TubeDETR: Spatio-Temporal Video Grounding with Transformers

Website • STVG Demo • Paper

TubeDETR is a new architecture for spatio-temporal video grounding that consists of an efficient video and text encoder that models spatial multi-modal interactions over sparsely sampled frames and a space-time decoder that jointly performs spatio-temporal localization.

This repository provides the code for our paper. This includes:

Software setup, data downloading and preprocessing instructions for the VidSTG, HC-STVG1 and HC-STVG2.0 datasets
Training scripts and pretrained checkpoints
Evaluation scripts and demo

Setup

Download FFMPEG and add it to the PATH environment variable. The code was tested with version ffmpeg-4.2.2-amd64-static. Then create a conda environment and install the requirements with the following commands:

conda create -n tubedetr_env python=3.8
conda activate tubedetr_env
pip install -r requirements.txt

Data Downloading

Setup the paths where you are going to download videos and annotations in the config json files.

VidSTG: Download VidOR videos and annotations from the VidOR dataset providers. Then download the VidSTG annotations from the VidSTG dataset providers. The vidstg_vid_path folder should contain a folder video containing the unzipped video folders. The vidstg_ann_path folder should contain both VidOR and VidSTG annotations.

HC-STVG: Download HC-STVG1 and HC-STVG2.0 videos and annotations from the HC-STVG dataset providers. The hcstvg_vid_path folder should contain a folder video containing the unzipped video folders. The hcstvg_ann_path folder should contain both HC-STVG1 and HC-STVG2.0 annotations.

Data Preprocessing

To preprocess annotation files, run:

python preproc/preproc_vidstg.py
python preproc/preproc_hcstvg.py
python preproc/preproc_hcstvgv2.py

Training

Download pretrained RoBERTa tokenizer and model weights in the TRANSFORMERS_CACHE folder.
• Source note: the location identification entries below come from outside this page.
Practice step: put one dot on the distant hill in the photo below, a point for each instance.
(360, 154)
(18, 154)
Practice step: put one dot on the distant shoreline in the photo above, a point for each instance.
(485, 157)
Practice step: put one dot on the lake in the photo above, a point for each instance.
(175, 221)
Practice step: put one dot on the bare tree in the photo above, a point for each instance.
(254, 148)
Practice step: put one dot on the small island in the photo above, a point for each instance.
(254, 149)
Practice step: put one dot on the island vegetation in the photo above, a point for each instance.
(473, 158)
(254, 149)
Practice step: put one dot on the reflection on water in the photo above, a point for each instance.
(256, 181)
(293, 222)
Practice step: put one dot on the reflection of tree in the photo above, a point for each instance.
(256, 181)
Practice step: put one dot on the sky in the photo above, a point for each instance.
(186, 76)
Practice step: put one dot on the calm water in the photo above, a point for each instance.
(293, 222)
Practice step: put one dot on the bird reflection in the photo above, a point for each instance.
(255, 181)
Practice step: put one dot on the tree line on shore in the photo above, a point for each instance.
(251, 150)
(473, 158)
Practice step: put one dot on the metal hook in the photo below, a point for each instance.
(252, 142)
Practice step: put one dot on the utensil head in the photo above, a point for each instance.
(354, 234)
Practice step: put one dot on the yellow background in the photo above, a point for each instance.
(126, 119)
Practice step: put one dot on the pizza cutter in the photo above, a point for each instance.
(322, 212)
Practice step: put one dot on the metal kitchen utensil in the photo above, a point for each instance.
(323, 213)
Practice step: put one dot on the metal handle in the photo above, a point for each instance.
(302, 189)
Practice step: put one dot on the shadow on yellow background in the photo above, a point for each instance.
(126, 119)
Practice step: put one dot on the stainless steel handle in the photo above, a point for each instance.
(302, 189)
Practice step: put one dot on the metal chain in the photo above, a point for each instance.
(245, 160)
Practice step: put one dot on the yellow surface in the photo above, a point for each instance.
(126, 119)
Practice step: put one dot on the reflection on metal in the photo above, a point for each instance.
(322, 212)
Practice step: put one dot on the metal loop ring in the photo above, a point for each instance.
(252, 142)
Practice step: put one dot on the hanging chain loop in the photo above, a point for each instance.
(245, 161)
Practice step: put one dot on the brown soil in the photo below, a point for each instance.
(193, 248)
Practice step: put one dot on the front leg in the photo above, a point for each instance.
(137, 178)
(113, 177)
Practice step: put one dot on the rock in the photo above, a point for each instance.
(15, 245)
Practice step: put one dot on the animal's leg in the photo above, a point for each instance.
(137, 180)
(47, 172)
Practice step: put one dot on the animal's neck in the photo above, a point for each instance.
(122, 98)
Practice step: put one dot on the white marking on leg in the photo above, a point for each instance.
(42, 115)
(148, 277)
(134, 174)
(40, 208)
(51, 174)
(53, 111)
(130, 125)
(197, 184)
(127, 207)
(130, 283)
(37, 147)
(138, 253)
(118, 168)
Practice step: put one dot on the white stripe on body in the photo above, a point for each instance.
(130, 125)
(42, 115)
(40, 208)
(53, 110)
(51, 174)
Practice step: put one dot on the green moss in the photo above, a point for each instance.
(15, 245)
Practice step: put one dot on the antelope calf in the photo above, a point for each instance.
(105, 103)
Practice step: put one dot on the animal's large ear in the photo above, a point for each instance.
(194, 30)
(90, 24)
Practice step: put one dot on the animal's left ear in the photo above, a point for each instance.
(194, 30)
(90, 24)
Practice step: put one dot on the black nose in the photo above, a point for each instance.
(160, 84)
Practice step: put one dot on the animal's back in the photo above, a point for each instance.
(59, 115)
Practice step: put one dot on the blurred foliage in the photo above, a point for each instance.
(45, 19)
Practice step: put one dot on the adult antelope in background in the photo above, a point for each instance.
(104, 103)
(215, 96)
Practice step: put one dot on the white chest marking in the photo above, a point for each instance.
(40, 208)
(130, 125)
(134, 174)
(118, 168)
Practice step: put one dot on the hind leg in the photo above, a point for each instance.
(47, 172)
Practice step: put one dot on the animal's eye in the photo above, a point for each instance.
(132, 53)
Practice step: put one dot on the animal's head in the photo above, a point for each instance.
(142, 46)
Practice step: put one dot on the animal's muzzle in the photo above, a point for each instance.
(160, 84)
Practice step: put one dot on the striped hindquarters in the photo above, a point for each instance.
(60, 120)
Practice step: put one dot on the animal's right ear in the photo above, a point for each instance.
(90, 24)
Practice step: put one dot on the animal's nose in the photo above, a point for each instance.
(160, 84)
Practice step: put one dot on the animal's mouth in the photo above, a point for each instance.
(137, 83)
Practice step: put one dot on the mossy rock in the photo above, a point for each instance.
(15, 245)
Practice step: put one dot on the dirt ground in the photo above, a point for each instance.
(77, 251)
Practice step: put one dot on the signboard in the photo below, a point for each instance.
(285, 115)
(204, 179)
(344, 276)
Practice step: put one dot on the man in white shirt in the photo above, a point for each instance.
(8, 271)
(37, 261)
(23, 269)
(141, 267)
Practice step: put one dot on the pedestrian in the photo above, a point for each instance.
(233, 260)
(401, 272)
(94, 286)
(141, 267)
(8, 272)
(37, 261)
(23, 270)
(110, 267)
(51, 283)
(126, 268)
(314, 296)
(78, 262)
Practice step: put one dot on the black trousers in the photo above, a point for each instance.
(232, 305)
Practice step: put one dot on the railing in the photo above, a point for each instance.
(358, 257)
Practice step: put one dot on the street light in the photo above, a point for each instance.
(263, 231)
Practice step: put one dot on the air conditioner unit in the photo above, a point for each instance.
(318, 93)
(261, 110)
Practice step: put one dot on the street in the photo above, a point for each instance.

Download pretrained ResNet-101 model weights in the TORCH_HOME folder. Download MDETR pretrained model weights with ResNet-101 backbone in the current folder.

VidSTG To train on VidSTG, run:

python -m torch.distributed.launch --nproc_per_node=NUM_GPUS --use_env main.py --ema \
--load=pretrained_resnet101_checkpoint.pth --combine_datasets=vidstg --combine_datasets_val=vidstg \
--dataset_config config/vidstg.json --output-dir=OUTPUT_DIR

HC-STVG2.0 To train on HC-STVG2.0, run:

python -m torch.distributed.launch --nproc_per_node=NUM_GPUS --use_env main.py --ema \
--load=pretrained_resnet101_checkpoint.pth --combine_datasets=hcstvg --combine_datasets_val=hcstvg \
--v2 --dataset_config config/hcstvg.json --epochs=20 --output-dir=OUTPUT_DIR

HC-STVG1 To train on HC-STVG1, run:

python -m torch.distributed.launch --nproc_per_node=NUM_GPUS --use_env main.py --ema \
--load=pretrained_resnet101_checkpoint.pth --combine_datasets=hcstvg --combine_datasets_val=hcstvg \
--dataset_config config/hcstvg.json --epochs=40 --eval_skip=40 --output-dir=OUTPUT_DIR

Baselines

To remove time encoding, add --no_time_embed.
To remove the temporal self-attention in the space-time decoder, add --no_tsa.
To train from ImageNet initialization, pass an empty string to the argument --load and add --sted_loss_coef=5 --lr=2e-5 --text_encoder_lr=2e-5 --epochs=20 --lr_drop=20 for VidSTG or --epochs=70 --lr_drop=70 --text_encoder_lr=1e-5 for HC-STVG1.
To train with a randomly initalized temporal self-attention, add --rd_init_tsa.
To train with a different spatial resolution (e.g. res=352) or temporal stride (e.g. k=4), add --resolution=224 or --stride=5.
To train with the slow-only variant, add --no_fast.
To train with alternative designs for the fast branch, add --fast=VARIANT.

Available Checkpoints

Training data	parameters	url	VidSTG test declarative sentences (vIoU/[email protected]/[email protected])	VidSTG test interrogative sentences (vIoU/[email protected]/[email protected])	HC-STVG1 test (vIoU/[email protected]/[email protected])	HC-STVG2.0 val (vIoU/[email protected]/[email protected])	size
MDETR init + VidSTG	k=4 res=352	Drive	30.4/42.5/28.2	25.7/35.7/23.2			3.0GB
MDETR init + VidSTG	k=2 res=224	Drive	29.0/40.4/78.3	24.6/33.6/21.6			3.0GB
ImageNet init + VidSTG	k=4 res=352	Drive	22.0/29.7/18.1	19.6/26.1/14.9			3.0GB
MDETR init + HC-STVG2.0	k=4 res=352	Drive				36.4/58.8/30.6	3.0GB
MDETR init + HC-STVG2.0	k=2 res=224	Drive				35.8/56.7/29.6	3.0GB
MDETR init + HC-STVG1	k=4 res=352	Drive			32.4/49.8/23.5		3.0GB
ImageNet init + HC-STVG1	k=4 res=352	Drive			21.2/31.6/12.2		3.0GB

Evaluation

For evaluation only, simply run the same commands as for training with --resume=CHECKPOINT --eval. For this to be done on the test set, add --test (in this case predictions and attention weights are also saved).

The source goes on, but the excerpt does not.